Whose Data, Whose Value? Simple Exercises in Data and Modeling Evaluation with Implications for Technology Law and Policy
Aileen Nielsen
Scholarship on the phenomena of big data and algorithmically-driven digital environments has largely studied these technological and economic phenomena as monolithic practices, with little interest in the varied quality of contributions by data subjects and data processors. Taking a pragmatic, industry-inspired approach to measuring the quality of contributions, this work finds evidence for a wide range of relative value contributions by data subjects. In some cases, a very small proportion of data from a few data subjects is sufficient to achieve the same performance on a given task as would be achieved with a much larger data set. Likewise, algorithmic models generated by different data processors for the same task and with the same data resources show a wide range in quality of contribution, even in highly performance-incentivized conditions. In short, contrary to the trope of data as the new oil, data subjects, and indeed individual data points within the same data set, are neither equal nor fungible. Moreover, the role of talent and skill in algorithmic development is significant, as with other forms of innovation. Both of these observations have received little, if any, attention in discussions of data governance. In this essay, I present evidence that both data subjects and data controllers exhibit significant variations in the measured value of their contributions to the standard Big Data pipeline. I then establish that such variations are worth considering in technology policy for privacy, competition, and innovation.

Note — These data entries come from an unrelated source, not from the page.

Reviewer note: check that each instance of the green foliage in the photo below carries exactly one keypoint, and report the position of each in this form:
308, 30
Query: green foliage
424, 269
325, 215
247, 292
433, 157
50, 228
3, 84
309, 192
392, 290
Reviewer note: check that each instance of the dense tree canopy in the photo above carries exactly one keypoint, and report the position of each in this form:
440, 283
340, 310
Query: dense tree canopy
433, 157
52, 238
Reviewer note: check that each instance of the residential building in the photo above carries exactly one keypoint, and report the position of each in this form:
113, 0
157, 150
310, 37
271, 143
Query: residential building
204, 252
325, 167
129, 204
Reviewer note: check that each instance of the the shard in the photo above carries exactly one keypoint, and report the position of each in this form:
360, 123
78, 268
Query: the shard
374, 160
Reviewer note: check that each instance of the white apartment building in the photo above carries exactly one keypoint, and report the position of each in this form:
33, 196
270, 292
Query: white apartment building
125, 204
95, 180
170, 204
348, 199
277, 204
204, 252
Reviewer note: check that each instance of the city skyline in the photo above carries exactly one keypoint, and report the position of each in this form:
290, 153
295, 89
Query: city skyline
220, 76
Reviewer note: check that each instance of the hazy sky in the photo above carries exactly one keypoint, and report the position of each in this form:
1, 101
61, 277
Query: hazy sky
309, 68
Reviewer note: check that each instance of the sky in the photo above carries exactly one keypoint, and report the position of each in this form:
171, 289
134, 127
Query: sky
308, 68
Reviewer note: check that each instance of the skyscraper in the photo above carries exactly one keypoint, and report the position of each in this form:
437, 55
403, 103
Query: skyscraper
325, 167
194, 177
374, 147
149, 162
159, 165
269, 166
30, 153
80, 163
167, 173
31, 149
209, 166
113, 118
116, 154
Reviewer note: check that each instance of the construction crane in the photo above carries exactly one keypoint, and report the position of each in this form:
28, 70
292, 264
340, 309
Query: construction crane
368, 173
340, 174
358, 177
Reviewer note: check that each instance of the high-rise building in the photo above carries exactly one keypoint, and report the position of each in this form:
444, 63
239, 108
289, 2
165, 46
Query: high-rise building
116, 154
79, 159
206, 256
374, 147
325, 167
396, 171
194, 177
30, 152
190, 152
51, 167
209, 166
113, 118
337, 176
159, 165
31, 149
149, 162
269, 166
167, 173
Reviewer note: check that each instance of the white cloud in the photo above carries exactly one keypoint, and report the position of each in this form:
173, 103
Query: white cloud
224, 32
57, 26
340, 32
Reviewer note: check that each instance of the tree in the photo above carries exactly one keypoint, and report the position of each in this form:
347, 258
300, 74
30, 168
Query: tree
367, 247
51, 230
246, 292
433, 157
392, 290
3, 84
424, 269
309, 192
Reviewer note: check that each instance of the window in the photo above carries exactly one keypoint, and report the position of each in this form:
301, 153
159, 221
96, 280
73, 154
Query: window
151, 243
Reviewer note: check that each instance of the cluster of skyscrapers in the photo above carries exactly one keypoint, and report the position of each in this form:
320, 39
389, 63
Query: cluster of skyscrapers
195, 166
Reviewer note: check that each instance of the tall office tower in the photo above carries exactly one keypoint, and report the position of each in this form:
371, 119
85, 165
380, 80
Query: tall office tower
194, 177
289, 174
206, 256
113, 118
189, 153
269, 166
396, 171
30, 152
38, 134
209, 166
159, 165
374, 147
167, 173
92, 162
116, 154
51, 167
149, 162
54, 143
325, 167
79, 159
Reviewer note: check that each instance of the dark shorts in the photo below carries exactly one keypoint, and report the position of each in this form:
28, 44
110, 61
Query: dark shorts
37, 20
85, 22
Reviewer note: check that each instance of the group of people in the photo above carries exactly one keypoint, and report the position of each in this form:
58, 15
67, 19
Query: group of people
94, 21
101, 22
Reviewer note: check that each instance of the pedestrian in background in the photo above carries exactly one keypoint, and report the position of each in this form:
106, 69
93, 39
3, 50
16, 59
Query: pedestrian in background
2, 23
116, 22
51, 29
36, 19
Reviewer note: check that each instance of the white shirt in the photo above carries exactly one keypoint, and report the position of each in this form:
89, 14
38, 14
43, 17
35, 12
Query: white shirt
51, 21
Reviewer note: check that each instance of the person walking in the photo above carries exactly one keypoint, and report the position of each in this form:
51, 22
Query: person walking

The observation of substantial variation among data subjects and data processors could be important in crafting appropriate law for the Big Data economy. Heterogeneity in value contribution is undertheorized in tech law scholarship and implications for privacy law, competition policy, and innovation. The work concludes by highlighting some of these implications and posing an empirical research agenda to fill in information needed to realize policies sensitive to the wide range of talent and skill exhibited by data subjects and data processors alike.